End of season tomato ripening

As we are now getting a slight change in the weather and a drop in temperatures at the end of the summer, you could see a slight decline in how fast your tomatoes will ripen. There are a number of ways to make sure you harvest all the fruit left on the plant by the end of the season, however any un-ripened can be turned into chutney.

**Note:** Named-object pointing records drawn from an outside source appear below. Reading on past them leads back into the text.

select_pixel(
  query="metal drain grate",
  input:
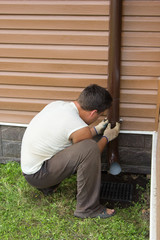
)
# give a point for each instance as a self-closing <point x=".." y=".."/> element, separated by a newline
<point x="116" y="191"/>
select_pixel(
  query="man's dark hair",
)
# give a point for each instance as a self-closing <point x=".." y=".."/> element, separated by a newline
<point x="95" y="97"/>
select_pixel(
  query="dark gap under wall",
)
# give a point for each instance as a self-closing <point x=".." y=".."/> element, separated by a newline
<point x="134" y="149"/>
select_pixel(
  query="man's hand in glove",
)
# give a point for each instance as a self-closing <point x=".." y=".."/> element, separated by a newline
<point x="111" y="134"/>
<point x="101" y="126"/>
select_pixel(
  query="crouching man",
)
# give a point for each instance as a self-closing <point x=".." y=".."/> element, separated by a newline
<point x="58" y="143"/>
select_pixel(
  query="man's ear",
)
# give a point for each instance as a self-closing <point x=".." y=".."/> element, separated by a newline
<point x="93" y="112"/>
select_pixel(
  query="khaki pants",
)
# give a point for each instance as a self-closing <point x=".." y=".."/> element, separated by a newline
<point x="82" y="158"/>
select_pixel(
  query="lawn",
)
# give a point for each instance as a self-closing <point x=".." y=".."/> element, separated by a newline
<point x="25" y="213"/>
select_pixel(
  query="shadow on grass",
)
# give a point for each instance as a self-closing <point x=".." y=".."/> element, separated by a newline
<point x="25" y="213"/>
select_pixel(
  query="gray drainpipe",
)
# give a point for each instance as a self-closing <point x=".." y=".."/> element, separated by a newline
<point x="114" y="72"/>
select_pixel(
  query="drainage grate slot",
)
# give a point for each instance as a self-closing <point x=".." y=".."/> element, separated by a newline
<point x="116" y="191"/>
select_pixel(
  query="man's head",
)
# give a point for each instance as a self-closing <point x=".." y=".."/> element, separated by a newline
<point x="94" y="100"/>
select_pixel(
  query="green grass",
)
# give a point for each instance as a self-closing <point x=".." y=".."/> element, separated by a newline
<point x="26" y="214"/>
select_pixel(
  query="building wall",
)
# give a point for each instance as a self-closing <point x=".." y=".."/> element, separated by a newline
<point x="51" y="50"/>
<point x="134" y="150"/>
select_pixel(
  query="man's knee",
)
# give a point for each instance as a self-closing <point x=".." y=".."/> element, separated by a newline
<point x="91" y="146"/>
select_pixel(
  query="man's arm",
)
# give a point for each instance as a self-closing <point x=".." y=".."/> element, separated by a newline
<point x="81" y="134"/>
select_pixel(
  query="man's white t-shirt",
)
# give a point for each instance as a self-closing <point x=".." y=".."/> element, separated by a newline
<point x="48" y="133"/>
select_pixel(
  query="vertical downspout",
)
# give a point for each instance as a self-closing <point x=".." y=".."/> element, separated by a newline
<point x="114" y="71"/>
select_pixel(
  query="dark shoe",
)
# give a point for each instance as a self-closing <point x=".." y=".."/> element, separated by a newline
<point x="104" y="214"/>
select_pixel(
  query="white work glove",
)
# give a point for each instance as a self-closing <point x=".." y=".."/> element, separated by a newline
<point x="101" y="126"/>
<point x="111" y="133"/>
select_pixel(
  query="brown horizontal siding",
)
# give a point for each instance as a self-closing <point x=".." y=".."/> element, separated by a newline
<point x="139" y="82"/>
<point x="51" y="79"/>
<point x="34" y="37"/>
<point x="55" y="7"/>
<point x="141" y="54"/>
<point x="12" y="116"/>
<point x="148" y="24"/>
<point x="55" y="22"/>
<point x="54" y="52"/>
<point x="50" y="50"/>
<point x="141" y="8"/>
<point x="141" y="39"/>
<point x="140" y="63"/>
<point x="140" y="110"/>
<point x="53" y="66"/>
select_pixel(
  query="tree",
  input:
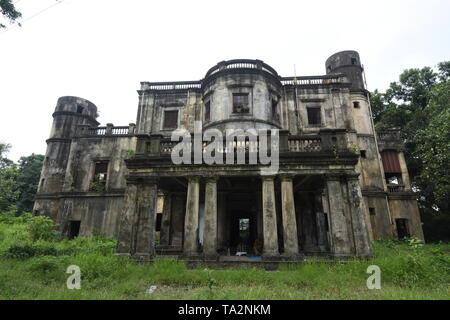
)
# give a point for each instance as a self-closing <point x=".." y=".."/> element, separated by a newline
<point x="8" y="185"/>
<point x="8" y="10"/>
<point x="419" y="105"/>
<point x="433" y="149"/>
<point x="28" y="181"/>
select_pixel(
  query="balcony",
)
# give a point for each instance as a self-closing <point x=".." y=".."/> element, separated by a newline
<point x="394" y="188"/>
<point x="107" y="131"/>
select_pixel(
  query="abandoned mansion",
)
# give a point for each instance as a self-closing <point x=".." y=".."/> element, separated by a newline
<point x="338" y="186"/>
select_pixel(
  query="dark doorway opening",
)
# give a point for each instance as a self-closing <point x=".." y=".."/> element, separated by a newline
<point x="402" y="228"/>
<point x="74" y="229"/>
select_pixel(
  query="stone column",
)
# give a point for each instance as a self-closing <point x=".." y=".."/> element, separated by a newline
<point x="191" y="218"/>
<point x="147" y="194"/>
<point x="358" y="217"/>
<point x="290" y="236"/>
<point x="127" y="219"/>
<point x="165" y="221"/>
<point x="177" y="219"/>
<point x="222" y="230"/>
<point x="269" y="218"/>
<point x="340" y="239"/>
<point x="210" y="234"/>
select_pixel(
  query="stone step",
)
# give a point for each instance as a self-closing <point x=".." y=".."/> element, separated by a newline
<point x="168" y="257"/>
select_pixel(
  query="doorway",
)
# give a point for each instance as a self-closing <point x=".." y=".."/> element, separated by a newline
<point x="402" y="228"/>
<point x="74" y="229"/>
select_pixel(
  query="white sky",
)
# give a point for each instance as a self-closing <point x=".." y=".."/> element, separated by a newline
<point x="101" y="49"/>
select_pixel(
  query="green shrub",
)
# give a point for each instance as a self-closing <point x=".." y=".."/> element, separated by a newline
<point x="25" y="251"/>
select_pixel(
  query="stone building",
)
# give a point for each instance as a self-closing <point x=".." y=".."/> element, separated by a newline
<point x="339" y="186"/>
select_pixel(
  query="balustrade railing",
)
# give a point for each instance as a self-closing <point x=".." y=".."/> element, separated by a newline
<point x="295" y="144"/>
<point x="305" y="144"/>
<point x="108" y="130"/>
<point x="389" y="135"/>
<point x="313" y="80"/>
<point x="396" y="188"/>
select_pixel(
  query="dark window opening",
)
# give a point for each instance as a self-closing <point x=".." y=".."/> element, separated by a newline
<point x="391" y="163"/>
<point x="101" y="172"/>
<point x="394" y="178"/>
<point x="314" y="116"/>
<point x="158" y="222"/>
<point x="207" y="111"/>
<point x="275" y="109"/>
<point x="170" y="119"/>
<point x="240" y="103"/>
<point x="74" y="229"/>
<point x="402" y="228"/>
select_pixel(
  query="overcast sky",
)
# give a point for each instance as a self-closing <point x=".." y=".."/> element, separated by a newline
<point x="101" y="49"/>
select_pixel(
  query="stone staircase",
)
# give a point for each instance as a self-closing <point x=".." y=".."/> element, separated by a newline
<point x="169" y="251"/>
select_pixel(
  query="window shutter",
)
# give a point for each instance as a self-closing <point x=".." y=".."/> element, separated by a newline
<point x="391" y="164"/>
<point x="170" y="119"/>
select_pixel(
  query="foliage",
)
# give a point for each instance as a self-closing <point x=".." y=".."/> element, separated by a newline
<point x="419" y="105"/>
<point x="9" y="11"/>
<point x="9" y="192"/>
<point x="27" y="181"/>
<point x="433" y="148"/>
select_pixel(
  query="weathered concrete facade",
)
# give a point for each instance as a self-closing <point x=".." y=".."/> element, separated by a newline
<point x="339" y="186"/>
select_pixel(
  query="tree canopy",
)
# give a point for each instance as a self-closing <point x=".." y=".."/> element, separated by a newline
<point x="419" y="105"/>
<point x="9" y="11"/>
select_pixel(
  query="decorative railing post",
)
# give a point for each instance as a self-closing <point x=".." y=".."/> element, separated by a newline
<point x="284" y="140"/>
<point x="142" y="144"/>
<point x="109" y="127"/>
<point x="131" y="128"/>
<point x="82" y="130"/>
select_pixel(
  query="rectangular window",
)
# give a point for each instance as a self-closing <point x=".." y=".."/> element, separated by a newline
<point x="74" y="229"/>
<point x="314" y="116"/>
<point x="402" y="228"/>
<point x="207" y="111"/>
<point x="394" y="178"/>
<point x="391" y="164"/>
<point x="158" y="222"/>
<point x="170" y="119"/>
<point x="240" y="103"/>
<point x="101" y="171"/>
<point x="275" y="109"/>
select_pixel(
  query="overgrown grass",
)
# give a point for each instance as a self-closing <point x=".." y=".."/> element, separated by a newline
<point x="36" y="269"/>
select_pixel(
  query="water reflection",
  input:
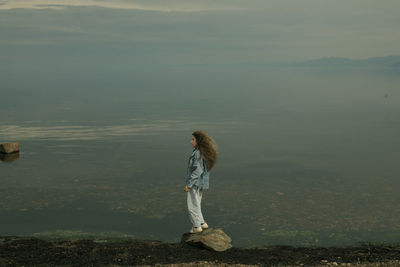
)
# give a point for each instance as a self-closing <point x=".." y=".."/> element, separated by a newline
<point x="9" y="157"/>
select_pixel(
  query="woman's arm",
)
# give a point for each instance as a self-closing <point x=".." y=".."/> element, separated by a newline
<point x="195" y="171"/>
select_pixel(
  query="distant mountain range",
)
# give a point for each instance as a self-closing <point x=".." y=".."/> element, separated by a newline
<point x="388" y="62"/>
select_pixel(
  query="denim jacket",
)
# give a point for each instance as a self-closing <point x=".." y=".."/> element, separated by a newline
<point x="197" y="174"/>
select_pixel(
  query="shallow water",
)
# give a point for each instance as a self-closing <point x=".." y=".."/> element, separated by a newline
<point x="306" y="157"/>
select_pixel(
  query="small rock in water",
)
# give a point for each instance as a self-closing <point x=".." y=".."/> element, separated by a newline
<point x="211" y="238"/>
<point x="8" y="148"/>
<point x="9" y="157"/>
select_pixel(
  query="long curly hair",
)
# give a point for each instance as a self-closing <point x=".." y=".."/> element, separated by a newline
<point x="207" y="147"/>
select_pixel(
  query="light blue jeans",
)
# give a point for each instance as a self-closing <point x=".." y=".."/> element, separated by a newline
<point x="194" y="206"/>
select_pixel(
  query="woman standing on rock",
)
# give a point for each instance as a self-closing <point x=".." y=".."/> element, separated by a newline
<point x="200" y="163"/>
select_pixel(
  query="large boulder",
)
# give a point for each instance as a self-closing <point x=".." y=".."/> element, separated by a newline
<point x="8" y="148"/>
<point x="211" y="238"/>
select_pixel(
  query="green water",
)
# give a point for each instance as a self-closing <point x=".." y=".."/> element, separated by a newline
<point x="305" y="158"/>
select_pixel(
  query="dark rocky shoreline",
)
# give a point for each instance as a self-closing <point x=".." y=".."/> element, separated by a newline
<point x="28" y="251"/>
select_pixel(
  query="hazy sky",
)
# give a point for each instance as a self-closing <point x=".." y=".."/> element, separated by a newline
<point x="196" y="32"/>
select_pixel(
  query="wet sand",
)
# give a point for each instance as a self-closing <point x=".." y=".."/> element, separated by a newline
<point x="28" y="251"/>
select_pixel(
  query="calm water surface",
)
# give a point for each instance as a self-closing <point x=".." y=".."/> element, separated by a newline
<point x="306" y="158"/>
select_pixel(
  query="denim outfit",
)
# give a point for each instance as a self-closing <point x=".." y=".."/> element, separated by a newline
<point x="197" y="179"/>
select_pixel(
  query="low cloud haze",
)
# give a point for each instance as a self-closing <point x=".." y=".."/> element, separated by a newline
<point x="193" y="32"/>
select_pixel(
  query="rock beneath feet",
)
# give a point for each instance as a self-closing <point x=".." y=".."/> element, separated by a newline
<point x="211" y="238"/>
<point x="8" y="148"/>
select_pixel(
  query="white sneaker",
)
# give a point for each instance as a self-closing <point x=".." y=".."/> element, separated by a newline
<point x="196" y="230"/>
<point x="204" y="225"/>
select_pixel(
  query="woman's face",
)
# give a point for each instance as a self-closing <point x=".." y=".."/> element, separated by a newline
<point x="193" y="142"/>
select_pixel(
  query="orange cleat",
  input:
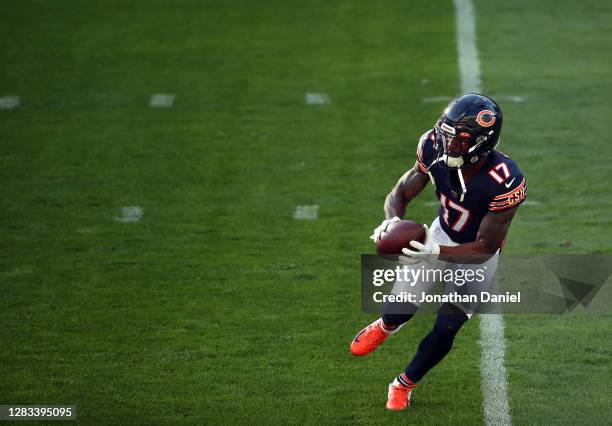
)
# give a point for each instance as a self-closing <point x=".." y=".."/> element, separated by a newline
<point x="369" y="338"/>
<point x="399" y="396"/>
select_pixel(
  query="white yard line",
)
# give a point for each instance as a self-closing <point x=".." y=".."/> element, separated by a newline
<point x="492" y="368"/>
<point x="316" y="98"/>
<point x="161" y="100"/>
<point x="306" y="212"/>
<point x="9" y="102"/>
<point x="130" y="214"/>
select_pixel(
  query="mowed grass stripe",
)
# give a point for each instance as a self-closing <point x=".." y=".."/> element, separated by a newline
<point x="217" y="306"/>
<point x="551" y="53"/>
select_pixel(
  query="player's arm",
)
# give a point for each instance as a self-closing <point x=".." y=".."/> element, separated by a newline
<point x="407" y="187"/>
<point x="491" y="234"/>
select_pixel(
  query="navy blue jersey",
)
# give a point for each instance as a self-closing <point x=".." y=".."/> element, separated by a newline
<point x="497" y="186"/>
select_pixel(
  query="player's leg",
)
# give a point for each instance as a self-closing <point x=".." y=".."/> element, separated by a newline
<point x="432" y="349"/>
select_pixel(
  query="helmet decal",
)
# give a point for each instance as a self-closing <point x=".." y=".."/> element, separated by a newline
<point x="486" y="118"/>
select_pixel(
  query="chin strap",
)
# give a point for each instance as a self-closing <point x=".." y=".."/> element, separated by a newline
<point x="462" y="182"/>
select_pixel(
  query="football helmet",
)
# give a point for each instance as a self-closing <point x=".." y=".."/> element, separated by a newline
<point x="468" y="130"/>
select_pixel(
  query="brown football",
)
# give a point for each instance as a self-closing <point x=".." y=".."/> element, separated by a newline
<point x="398" y="236"/>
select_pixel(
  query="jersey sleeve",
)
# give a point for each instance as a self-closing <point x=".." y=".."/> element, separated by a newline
<point x="511" y="194"/>
<point x="425" y="153"/>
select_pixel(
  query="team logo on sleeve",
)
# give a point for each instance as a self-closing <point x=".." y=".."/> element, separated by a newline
<point x="486" y="118"/>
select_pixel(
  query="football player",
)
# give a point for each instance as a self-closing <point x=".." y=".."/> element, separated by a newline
<point x="479" y="190"/>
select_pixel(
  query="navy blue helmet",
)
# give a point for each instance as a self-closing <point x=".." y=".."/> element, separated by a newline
<point x="468" y="130"/>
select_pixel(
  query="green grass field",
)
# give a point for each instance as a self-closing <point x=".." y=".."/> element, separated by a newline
<point x="217" y="306"/>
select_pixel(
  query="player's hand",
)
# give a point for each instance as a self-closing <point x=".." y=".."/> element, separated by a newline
<point x="383" y="227"/>
<point x="429" y="247"/>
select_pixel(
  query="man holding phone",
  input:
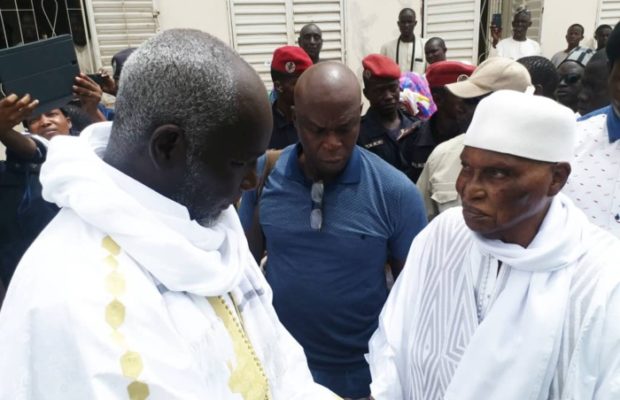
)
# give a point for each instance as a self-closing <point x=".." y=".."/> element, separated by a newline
<point x="23" y="212"/>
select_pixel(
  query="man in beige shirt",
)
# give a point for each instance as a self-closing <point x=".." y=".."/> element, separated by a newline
<point x="437" y="181"/>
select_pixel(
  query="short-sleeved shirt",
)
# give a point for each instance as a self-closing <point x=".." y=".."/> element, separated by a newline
<point x="283" y="133"/>
<point x="407" y="154"/>
<point x="594" y="182"/>
<point x="329" y="284"/>
<point x="402" y="54"/>
<point x="515" y="49"/>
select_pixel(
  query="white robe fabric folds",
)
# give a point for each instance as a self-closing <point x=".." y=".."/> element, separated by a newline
<point x="112" y="300"/>
<point x="552" y="331"/>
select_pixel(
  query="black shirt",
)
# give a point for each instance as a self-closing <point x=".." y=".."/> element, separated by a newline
<point x="23" y="211"/>
<point x="407" y="153"/>
<point x="283" y="133"/>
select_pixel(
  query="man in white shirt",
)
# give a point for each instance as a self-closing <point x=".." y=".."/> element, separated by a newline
<point x="407" y="50"/>
<point x="594" y="185"/>
<point x="143" y="286"/>
<point x="518" y="45"/>
<point x="574" y="35"/>
<point x="438" y="178"/>
<point x="515" y="295"/>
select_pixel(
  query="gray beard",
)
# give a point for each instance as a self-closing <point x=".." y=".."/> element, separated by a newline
<point x="206" y="214"/>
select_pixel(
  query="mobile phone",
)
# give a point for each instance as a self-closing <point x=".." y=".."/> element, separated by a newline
<point x="496" y="20"/>
<point x="49" y="78"/>
<point x="98" y="78"/>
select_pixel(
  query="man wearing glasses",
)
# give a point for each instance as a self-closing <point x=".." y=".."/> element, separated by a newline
<point x="594" y="185"/>
<point x="407" y="49"/>
<point x="333" y="215"/>
<point x="518" y="45"/>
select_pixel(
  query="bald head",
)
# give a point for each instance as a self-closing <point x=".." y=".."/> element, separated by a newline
<point x="328" y="81"/>
<point x="327" y="117"/>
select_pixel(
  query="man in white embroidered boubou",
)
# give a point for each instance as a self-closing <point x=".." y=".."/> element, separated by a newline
<point x="143" y="286"/>
<point x="515" y="295"/>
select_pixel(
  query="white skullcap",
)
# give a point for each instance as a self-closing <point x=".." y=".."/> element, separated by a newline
<point x="523" y="125"/>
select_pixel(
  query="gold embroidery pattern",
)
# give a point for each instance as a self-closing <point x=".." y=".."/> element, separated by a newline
<point x="248" y="378"/>
<point x="131" y="362"/>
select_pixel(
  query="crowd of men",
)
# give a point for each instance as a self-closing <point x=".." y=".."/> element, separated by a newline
<point x="206" y="239"/>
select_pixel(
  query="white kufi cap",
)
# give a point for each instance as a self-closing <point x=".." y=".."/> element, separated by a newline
<point x="519" y="124"/>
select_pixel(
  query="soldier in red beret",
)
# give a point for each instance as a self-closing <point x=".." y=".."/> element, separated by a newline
<point x="446" y="121"/>
<point x="386" y="130"/>
<point x="287" y="65"/>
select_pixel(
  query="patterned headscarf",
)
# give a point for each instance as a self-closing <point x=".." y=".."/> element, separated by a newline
<point x="415" y="95"/>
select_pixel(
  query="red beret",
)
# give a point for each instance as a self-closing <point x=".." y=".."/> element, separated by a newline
<point x="291" y="60"/>
<point x="378" y="66"/>
<point x="444" y="72"/>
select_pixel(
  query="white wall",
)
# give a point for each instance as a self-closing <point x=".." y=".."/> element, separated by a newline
<point x="558" y="15"/>
<point x="207" y="15"/>
<point x="370" y="23"/>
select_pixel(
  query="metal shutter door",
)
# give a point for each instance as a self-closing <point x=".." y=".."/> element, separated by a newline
<point x="536" y="9"/>
<point x="259" y="27"/>
<point x="118" y="24"/>
<point x="457" y="22"/>
<point x="608" y="12"/>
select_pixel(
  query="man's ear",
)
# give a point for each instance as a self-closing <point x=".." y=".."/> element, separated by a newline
<point x="560" y="172"/>
<point x="365" y="93"/>
<point x="168" y="147"/>
<point x="277" y="85"/>
<point x="538" y="89"/>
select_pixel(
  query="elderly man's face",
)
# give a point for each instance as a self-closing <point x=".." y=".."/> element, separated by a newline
<point x="50" y="124"/>
<point x="602" y="36"/>
<point x="520" y="24"/>
<point x="328" y="132"/>
<point x="574" y="35"/>
<point x="434" y="52"/>
<point x="311" y="40"/>
<point x="504" y="197"/>
<point x="570" y="84"/>
<point x="406" y="22"/>
<point x="218" y="172"/>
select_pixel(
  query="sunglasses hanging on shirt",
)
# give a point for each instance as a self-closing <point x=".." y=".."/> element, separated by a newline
<point x="316" y="215"/>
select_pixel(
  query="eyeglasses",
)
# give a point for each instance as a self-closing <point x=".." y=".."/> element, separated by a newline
<point x="570" y="79"/>
<point x="316" y="215"/>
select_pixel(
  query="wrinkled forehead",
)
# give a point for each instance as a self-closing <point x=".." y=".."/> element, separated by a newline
<point x="310" y="30"/>
<point x="406" y="16"/>
<point x="522" y="17"/>
<point x="487" y="158"/>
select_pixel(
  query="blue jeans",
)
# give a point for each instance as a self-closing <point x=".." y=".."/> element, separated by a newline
<point x="352" y="383"/>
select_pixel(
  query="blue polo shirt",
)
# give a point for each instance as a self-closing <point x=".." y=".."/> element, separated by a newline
<point x="329" y="285"/>
<point x="613" y="121"/>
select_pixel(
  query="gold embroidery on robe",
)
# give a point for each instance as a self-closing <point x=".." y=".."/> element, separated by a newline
<point x="247" y="377"/>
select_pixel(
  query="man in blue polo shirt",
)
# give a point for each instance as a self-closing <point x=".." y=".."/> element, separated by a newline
<point x="332" y="215"/>
<point x="594" y="184"/>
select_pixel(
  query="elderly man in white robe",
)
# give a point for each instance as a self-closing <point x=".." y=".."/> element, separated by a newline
<point x="514" y="296"/>
<point x="143" y="286"/>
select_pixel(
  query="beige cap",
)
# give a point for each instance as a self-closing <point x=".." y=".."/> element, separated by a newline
<point x="532" y="127"/>
<point x="496" y="73"/>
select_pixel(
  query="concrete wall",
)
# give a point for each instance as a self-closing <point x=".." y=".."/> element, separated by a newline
<point x="207" y="15"/>
<point x="368" y="23"/>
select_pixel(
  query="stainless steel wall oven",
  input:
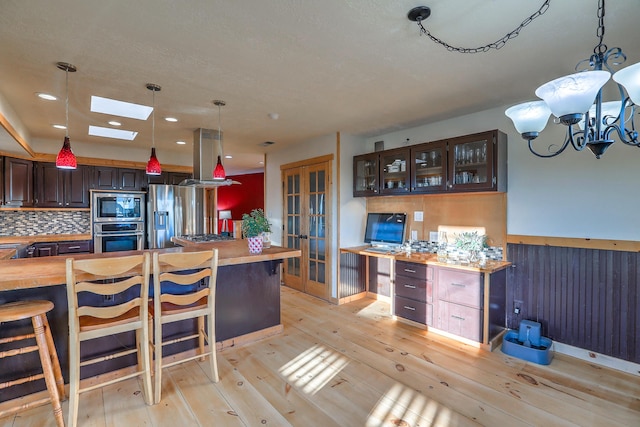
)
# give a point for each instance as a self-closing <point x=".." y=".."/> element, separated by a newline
<point x="117" y="221"/>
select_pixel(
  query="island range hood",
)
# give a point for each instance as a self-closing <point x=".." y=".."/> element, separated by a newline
<point x="205" y="156"/>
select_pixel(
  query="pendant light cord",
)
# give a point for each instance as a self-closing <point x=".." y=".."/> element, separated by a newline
<point x="67" y="102"/>
<point x="153" y="120"/>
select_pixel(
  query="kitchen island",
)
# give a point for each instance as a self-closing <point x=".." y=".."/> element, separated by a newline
<point x="247" y="304"/>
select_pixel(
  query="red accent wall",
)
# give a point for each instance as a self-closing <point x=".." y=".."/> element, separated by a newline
<point x="241" y="198"/>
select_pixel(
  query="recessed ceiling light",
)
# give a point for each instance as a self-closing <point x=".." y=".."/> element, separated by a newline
<point x="128" y="135"/>
<point x="120" y="108"/>
<point x="46" y="96"/>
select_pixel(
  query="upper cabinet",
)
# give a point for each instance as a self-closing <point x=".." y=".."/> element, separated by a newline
<point x="112" y="178"/>
<point x="62" y="188"/>
<point x="475" y="162"/>
<point x="18" y="182"/>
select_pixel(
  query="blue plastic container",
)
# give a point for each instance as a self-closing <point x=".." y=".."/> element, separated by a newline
<point x="527" y="344"/>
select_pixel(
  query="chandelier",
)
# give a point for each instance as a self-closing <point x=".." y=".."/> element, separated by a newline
<point x="576" y="102"/>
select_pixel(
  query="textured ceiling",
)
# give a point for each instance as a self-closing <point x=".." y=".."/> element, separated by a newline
<point x="358" y="67"/>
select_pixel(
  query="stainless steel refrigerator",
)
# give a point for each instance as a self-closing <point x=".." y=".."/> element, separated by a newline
<point x="174" y="210"/>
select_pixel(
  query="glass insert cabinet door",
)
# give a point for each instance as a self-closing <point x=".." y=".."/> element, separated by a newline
<point x="365" y="174"/>
<point x="394" y="171"/>
<point x="429" y="167"/>
<point x="471" y="165"/>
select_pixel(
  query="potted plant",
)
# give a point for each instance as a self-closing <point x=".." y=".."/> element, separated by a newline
<point x="471" y="242"/>
<point x="254" y="225"/>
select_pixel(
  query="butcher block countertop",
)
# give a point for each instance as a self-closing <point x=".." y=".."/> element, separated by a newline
<point x="491" y="266"/>
<point x="28" y="273"/>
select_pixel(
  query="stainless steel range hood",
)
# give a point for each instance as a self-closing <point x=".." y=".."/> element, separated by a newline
<point x="205" y="155"/>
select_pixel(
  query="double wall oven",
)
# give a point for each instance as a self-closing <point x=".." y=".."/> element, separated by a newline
<point x="117" y="220"/>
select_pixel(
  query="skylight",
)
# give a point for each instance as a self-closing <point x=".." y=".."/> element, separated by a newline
<point x="128" y="135"/>
<point x="120" y="108"/>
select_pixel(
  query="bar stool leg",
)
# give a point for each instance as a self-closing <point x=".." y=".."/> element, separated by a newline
<point x="55" y="363"/>
<point x="45" y="359"/>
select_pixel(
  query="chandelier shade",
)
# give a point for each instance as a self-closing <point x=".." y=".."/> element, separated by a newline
<point x="65" y="158"/>
<point x="573" y="94"/>
<point x="529" y="117"/>
<point x="629" y="77"/>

My tomato plants have been trained over the paths, but now is a good time to stop the heads 

  Tips to encourage end of season ripening of tomatoes

  • De-leaf your plants up to or slightly past the ripening fruit - This will let more sun onto the fruit and also aid air circulation to help prevent diseases.
  • Nip out the head of your plants - This will encourage the remaining fruit to swell and ripen slightly faster than if the plant was still growing.
  • Remove side shoots - Once your plant has been de-headed you will find that the side shoots will be slightly more vigorous, so keep removing side shoots, so all the energy goes into the remaining fruit.
  • Slow down on watering to avoid splitting fruit -  If you over water after the plants have been stopped or have slowed down growing, then you are more likely to get splitting fruit.
  • Do not close down the poly-tunnel or greenhouse - If you try to raise the temperature by closing down the greenhouse then you are inviting fugal disease problems, so still keep your greenhouse well ventilated as there is more humidity about as the temperatures drop.
  • Avoid Blight - If you tend to get blight at the end of the season, it is a good idea to give a preventative spray with a Bordeaux mix.I do find that after spraying my plants tend to slow down, but it will not matter at this time in the growing season. 

 Double cropping Tomatoes

As the sides of my poly-tunnel are quite low I stopped the plant head at the wire instead of training them over the paths,which I do on the other rows. This leaves me space to add a second set of plants in the row. You can see that I have removes all the leaves from the older plants, to encourage the fruit to ripen. The second set of plants are quite thin as they were planted while the first set still had plenty leaves on so the plants were too shaded. However they will soon grow stronger with more light. If you do try double cropping please make sure that you plant the first set of tomato plants wide enough, a minimum of 20 inches is best.